Whether you live in separate homes or separate cities, sharing the parenting of a child requires a special touch, and a willingness to put your child’s needs and feelings ahead of your own.

Today, many marriages end in divorce and in many cases parents are choosing joint custody arrangements for their children. This means that any major decisions are shared, and that the kids spend ample time with both parents. While this arrangement is often better for children, it can be challenging for the parents. The secret to successful shared parenting begins with a positive outlook. It is important to first, not view yourself as a failure because your marriage has ended. Marriages end and should be viewed as a failure. Believe your children aren’t going to be failures because a marriage has ended. When a marriage has ended the family simply becomes a different type of family. It becomes two units each headed by a parent rather than one unit headed by two parents.
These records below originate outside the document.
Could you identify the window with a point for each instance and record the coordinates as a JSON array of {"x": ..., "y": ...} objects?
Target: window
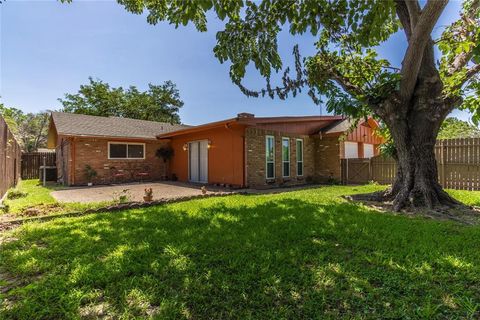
[
  {"x": 270, "y": 157},
  {"x": 120, "y": 150},
  {"x": 286, "y": 157},
  {"x": 299, "y": 157}
]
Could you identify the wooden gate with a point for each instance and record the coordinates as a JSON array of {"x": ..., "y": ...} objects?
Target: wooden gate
[
  {"x": 458, "y": 166},
  {"x": 32, "y": 161}
]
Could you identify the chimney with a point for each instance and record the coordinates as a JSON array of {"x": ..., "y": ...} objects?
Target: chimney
[{"x": 245, "y": 115}]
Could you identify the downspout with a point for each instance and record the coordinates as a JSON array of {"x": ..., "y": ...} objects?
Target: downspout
[
  {"x": 244, "y": 159},
  {"x": 72, "y": 167}
]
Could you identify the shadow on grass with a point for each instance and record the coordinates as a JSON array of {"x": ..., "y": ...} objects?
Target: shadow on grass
[{"x": 285, "y": 258}]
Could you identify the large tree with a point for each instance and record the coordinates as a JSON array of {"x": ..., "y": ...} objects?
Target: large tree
[
  {"x": 97, "y": 98},
  {"x": 412, "y": 99}
]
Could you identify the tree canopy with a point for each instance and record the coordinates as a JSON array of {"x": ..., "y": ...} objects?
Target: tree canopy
[
  {"x": 30, "y": 129},
  {"x": 346, "y": 68},
  {"x": 159, "y": 103}
]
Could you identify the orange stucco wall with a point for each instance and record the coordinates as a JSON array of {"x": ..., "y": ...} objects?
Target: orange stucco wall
[{"x": 225, "y": 155}]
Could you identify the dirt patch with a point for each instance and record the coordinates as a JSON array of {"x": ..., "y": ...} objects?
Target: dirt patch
[{"x": 462, "y": 214}]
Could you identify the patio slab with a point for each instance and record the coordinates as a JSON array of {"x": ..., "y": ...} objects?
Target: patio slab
[{"x": 165, "y": 190}]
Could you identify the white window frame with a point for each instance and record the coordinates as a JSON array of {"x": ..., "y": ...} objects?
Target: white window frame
[
  {"x": 266, "y": 159},
  {"x": 127, "y": 143},
  {"x": 296, "y": 155},
  {"x": 286, "y": 160}
]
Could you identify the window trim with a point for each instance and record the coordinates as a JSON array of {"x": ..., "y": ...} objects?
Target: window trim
[
  {"x": 289, "y": 158},
  {"x": 296, "y": 156},
  {"x": 127, "y": 143},
  {"x": 266, "y": 159}
]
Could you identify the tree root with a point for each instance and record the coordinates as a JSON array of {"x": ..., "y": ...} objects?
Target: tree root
[{"x": 445, "y": 208}]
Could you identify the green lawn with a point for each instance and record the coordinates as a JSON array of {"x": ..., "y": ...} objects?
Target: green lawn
[
  {"x": 304, "y": 254},
  {"x": 39, "y": 197}
]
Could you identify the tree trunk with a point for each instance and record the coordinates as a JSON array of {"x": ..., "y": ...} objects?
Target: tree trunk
[{"x": 414, "y": 133}]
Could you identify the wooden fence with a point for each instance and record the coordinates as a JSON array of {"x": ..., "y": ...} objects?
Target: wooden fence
[
  {"x": 32, "y": 161},
  {"x": 10, "y": 155},
  {"x": 458, "y": 162}
]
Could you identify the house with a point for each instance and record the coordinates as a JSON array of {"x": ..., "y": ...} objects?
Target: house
[
  {"x": 245, "y": 151},
  {"x": 118, "y": 149}
]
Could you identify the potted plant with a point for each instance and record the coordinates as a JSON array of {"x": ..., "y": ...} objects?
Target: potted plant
[
  {"x": 90, "y": 173},
  {"x": 148, "y": 197},
  {"x": 165, "y": 153}
]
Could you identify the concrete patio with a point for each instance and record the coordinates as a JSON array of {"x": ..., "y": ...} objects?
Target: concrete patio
[{"x": 136, "y": 191}]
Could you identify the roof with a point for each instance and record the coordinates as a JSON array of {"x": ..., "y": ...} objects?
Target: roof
[
  {"x": 346, "y": 125},
  {"x": 251, "y": 120},
  {"x": 71, "y": 124}
]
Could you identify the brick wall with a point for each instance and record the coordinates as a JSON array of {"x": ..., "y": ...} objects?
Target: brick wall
[
  {"x": 321, "y": 159},
  {"x": 255, "y": 156},
  {"x": 94, "y": 152}
]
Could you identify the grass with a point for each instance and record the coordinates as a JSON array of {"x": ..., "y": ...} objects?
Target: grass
[
  {"x": 38, "y": 196},
  {"x": 303, "y": 254}
]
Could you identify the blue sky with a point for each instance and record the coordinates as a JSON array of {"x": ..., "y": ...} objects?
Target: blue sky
[{"x": 48, "y": 49}]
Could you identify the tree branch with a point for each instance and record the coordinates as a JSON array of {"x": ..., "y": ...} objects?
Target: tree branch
[
  {"x": 418, "y": 41},
  {"x": 404, "y": 17},
  {"x": 414, "y": 12},
  {"x": 463, "y": 57}
]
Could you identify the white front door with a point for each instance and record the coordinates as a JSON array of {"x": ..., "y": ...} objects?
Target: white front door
[{"x": 198, "y": 161}]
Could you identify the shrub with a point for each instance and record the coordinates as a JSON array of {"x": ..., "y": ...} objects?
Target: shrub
[
  {"x": 89, "y": 172},
  {"x": 4, "y": 208}
]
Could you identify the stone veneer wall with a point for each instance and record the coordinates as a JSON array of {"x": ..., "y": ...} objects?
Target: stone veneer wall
[
  {"x": 321, "y": 159},
  {"x": 94, "y": 152},
  {"x": 328, "y": 167},
  {"x": 255, "y": 158}
]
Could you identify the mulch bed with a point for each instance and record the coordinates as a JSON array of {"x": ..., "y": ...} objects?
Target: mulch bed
[{"x": 8, "y": 221}]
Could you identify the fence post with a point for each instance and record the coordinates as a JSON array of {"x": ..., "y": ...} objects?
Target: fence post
[
  {"x": 442, "y": 162},
  {"x": 370, "y": 175},
  {"x": 346, "y": 175}
]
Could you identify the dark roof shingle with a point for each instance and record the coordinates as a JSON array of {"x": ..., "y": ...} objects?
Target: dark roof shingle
[{"x": 84, "y": 125}]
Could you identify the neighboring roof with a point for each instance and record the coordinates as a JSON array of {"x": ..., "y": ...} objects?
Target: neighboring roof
[
  {"x": 251, "y": 120},
  {"x": 71, "y": 124}
]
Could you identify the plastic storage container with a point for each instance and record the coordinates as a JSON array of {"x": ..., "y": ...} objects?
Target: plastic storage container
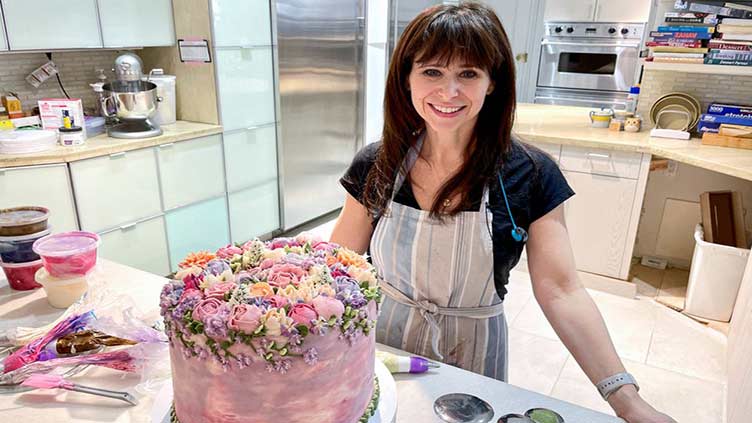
[
  {"x": 714, "y": 279},
  {"x": 68, "y": 254},
  {"x": 61, "y": 293},
  {"x": 23, "y": 220},
  {"x": 18, "y": 249},
  {"x": 21, "y": 275}
]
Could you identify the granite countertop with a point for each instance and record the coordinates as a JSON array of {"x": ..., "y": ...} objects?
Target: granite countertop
[
  {"x": 415, "y": 393},
  {"x": 102, "y": 145},
  {"x": 569, "y": 125}
]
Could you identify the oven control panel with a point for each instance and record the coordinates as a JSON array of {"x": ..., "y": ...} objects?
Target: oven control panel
[{"x": 595, "y": 30}]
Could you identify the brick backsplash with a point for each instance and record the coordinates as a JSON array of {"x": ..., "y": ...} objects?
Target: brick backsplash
[
  {"x": 707, "y": 88},
  {"x": 77, "y": 71}
]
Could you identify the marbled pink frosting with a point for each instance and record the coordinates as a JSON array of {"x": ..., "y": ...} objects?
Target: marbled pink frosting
[{"x": 336, "y": 389}]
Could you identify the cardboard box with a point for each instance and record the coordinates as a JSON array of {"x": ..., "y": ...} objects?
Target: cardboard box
[{"x": 52, "y": 110}]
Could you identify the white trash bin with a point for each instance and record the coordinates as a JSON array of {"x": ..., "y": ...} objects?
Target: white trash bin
[{"x": 714, "y": 279}]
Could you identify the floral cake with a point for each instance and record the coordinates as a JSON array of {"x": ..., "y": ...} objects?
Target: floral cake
[{"x": 277, "y": 331}]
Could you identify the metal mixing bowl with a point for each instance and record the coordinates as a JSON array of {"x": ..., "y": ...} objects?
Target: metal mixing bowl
[{"x": 130, "y": 100}]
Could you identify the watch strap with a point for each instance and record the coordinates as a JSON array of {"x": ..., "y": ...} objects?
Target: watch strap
[{"x": 609, "y": 385}]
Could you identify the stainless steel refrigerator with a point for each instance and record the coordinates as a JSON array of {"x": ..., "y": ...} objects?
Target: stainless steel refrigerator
[{"x": 320, "y": 45}]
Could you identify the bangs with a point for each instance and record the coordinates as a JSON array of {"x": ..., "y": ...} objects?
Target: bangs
[{"x": 456, "y": 36}]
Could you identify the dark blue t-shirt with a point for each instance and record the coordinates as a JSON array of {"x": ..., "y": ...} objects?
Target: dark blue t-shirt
[{"x": 534, "y": 186}]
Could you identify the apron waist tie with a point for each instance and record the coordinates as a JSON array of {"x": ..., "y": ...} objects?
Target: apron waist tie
[{"x": 429, "y": 310}]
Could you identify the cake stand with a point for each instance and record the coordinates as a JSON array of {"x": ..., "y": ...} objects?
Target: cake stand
[{"x": 386, "y": 412}]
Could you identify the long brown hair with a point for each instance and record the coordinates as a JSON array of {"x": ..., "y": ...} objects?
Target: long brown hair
[{"x": 473, "y": 34}]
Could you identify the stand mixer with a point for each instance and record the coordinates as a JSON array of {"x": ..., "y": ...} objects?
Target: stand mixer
[{"x": 133, "y": 101}]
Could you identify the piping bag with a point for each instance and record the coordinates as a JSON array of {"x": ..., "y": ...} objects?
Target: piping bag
[{"x": 404, "y": 364}]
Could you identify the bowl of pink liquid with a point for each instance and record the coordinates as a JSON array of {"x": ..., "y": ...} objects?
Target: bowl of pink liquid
[{"x": 68, "y": 254}]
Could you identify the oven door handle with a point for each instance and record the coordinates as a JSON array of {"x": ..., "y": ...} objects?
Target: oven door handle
[{"x": 567, "y": 43}]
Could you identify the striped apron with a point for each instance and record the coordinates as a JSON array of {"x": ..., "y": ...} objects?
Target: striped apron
[{"x": 438, "y": 280}]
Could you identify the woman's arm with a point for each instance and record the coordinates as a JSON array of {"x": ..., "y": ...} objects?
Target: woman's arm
[
  {"x": 354, "y": 226},
  {"x": 575, "y": 317}
]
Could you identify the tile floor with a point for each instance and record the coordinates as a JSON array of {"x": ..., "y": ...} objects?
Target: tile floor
[{"x": 679, "y": 362}]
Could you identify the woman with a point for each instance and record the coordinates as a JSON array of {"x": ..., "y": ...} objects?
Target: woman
[{"x": 446, "y": 201}]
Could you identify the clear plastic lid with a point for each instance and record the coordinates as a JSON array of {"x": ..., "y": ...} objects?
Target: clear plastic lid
[{"x": 66, "y": 243}]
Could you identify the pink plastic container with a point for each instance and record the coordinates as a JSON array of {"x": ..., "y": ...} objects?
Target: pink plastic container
[
  {"x": 21, "y": 275},
  {"x": 68, "y": 254}
]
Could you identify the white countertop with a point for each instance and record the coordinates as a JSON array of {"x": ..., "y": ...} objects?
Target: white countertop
[{"x": 415, "y": 393}]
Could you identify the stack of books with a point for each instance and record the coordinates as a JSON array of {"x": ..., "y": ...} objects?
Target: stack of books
[
  {"x": 683, "y": 38},
  {"x": 728, "y": 125}
]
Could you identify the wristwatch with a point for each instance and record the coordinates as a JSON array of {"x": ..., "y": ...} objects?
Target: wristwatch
[{"x": 609, "y": 385}]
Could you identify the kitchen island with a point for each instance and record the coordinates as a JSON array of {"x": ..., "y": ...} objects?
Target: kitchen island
[{"x": 415, "y": 393}]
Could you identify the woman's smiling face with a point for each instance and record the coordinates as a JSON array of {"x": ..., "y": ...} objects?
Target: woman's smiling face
[{"x": 448, "y": 97}]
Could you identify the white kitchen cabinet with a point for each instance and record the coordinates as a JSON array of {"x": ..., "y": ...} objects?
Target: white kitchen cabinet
[
  {"x": 250, "y": 157},
  {"x": 254, "y": 211},
  {"x": 239, "y": 23},
  {"x": 117, "y": 189},
  {"x": 51, "y": 24},
  {"x": 623, "y": 11},
  {"x": 142, "y": 245},
  {"x": 246, "y": 87},
  {"x": 191, "y": 171},
  {"x": 46, "y": 186},
  {"x": 136, "y": 23},
  {"x": 598, "y": 221},
  {"x": 570, "y": 10}
]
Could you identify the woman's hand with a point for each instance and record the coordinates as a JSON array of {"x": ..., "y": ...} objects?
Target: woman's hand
[{"x": 628, "y": 405}]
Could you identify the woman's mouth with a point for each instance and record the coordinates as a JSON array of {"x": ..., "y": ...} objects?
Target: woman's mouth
[{"x": 445, "y": 111}]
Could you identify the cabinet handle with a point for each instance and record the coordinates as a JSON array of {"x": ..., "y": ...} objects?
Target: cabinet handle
[
  {"x": 598, "y": 156},
  {"x": 128, "y": 226}
]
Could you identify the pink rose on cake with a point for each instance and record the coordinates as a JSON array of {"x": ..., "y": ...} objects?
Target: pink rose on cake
[
  {"x": 282, "y": 275},
  {"x": 219, "y": 290},
  {"x": 245, "y": 318},
  {"x": 328, "y": 307},
  {"x": 303, "y": 314},
  {"x": 207, "y": 307}
]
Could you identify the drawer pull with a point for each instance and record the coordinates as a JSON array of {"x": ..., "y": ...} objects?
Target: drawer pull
[
  {"x": 128, "y": 226},
  {"x": 599, "y": 156}
]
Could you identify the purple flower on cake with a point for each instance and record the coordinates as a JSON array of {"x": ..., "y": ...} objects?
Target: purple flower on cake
[
  {"x": 229, "y": 251},
  {"x": 303, "y": 314},
  {"x": 328, "y": 307},
  {"x": 219, "y": 290},
  {"x": 207, "y": 307},
  {"x": 245, "y": 318},
  {"x": 281, "y": 275}
]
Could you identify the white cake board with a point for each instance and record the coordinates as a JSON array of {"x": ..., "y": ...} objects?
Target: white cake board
[{"x": 386, "y": 412}]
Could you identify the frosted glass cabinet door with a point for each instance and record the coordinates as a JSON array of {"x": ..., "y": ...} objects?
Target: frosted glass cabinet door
[
  {"x": 191, "y": 171},
  {"x": 51, "y": 24},
  {"x": 250, "y": 157},
  {"x": 246, "y": 87},
  {"x": 241, "y": 23},
  {"x": 200, "y": 227},
  {"x": 116, "y": 189},
  {"x": 142, "y": 245},
  {"x": 254, "y": 211},
  {"x": 46, "y": 186},
  {"x": 135, "y": 23}
]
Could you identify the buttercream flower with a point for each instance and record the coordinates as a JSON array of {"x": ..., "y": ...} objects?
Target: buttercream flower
[
  {"x": 303, "y": 314},
  {"x": 282, "y": 275},
  {"x": 261, "y": 289},
  {"x": 229, "y": 252},
  {"x": 328, "y": 307},
  {"x": 278, "y": 301},
  {"x": 207, "y": 307},
  {"x": 200, "y": 259},
  {"x": 219, "y": 290},
  {"x": 245, "y": 318}
]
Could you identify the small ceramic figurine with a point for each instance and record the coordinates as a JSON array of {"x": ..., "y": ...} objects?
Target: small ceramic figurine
[{"x": 632, "y": 124}]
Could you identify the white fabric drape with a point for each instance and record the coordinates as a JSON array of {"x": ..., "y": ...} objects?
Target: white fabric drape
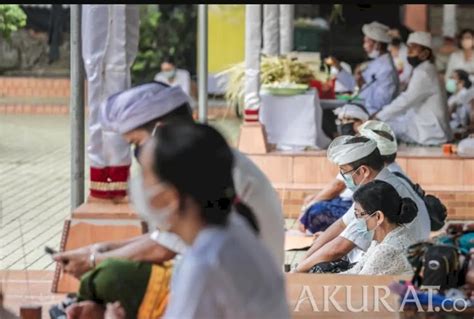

While there are often feeling of anger and bitterness between parents, in order to co-parent successfully it’s vital that these feelings are put aside so that parents can develop a parenting partnership based on the needs of the child rather than your own needs.

But for divorced parents, separated from their children by hundreds or thousands of miles, shared parenting needs to be handled differently. In this situation remaining a part of your child’s life in spite of the miles separating you, has it’s own challenges. When you do have some one on one time with your child, it may require a light touch and a more gentle hand, allowing the child to set more of the standard of how they wish to behave so that you’re not coming down with an artificial and foreign regime for the child.

It is vital for parents to communicate with their children to understand what they want and need from both parents. Then it’s vital that parents put their feelings about their relationship on the back burner so that they can put their children’s feelings and needs first.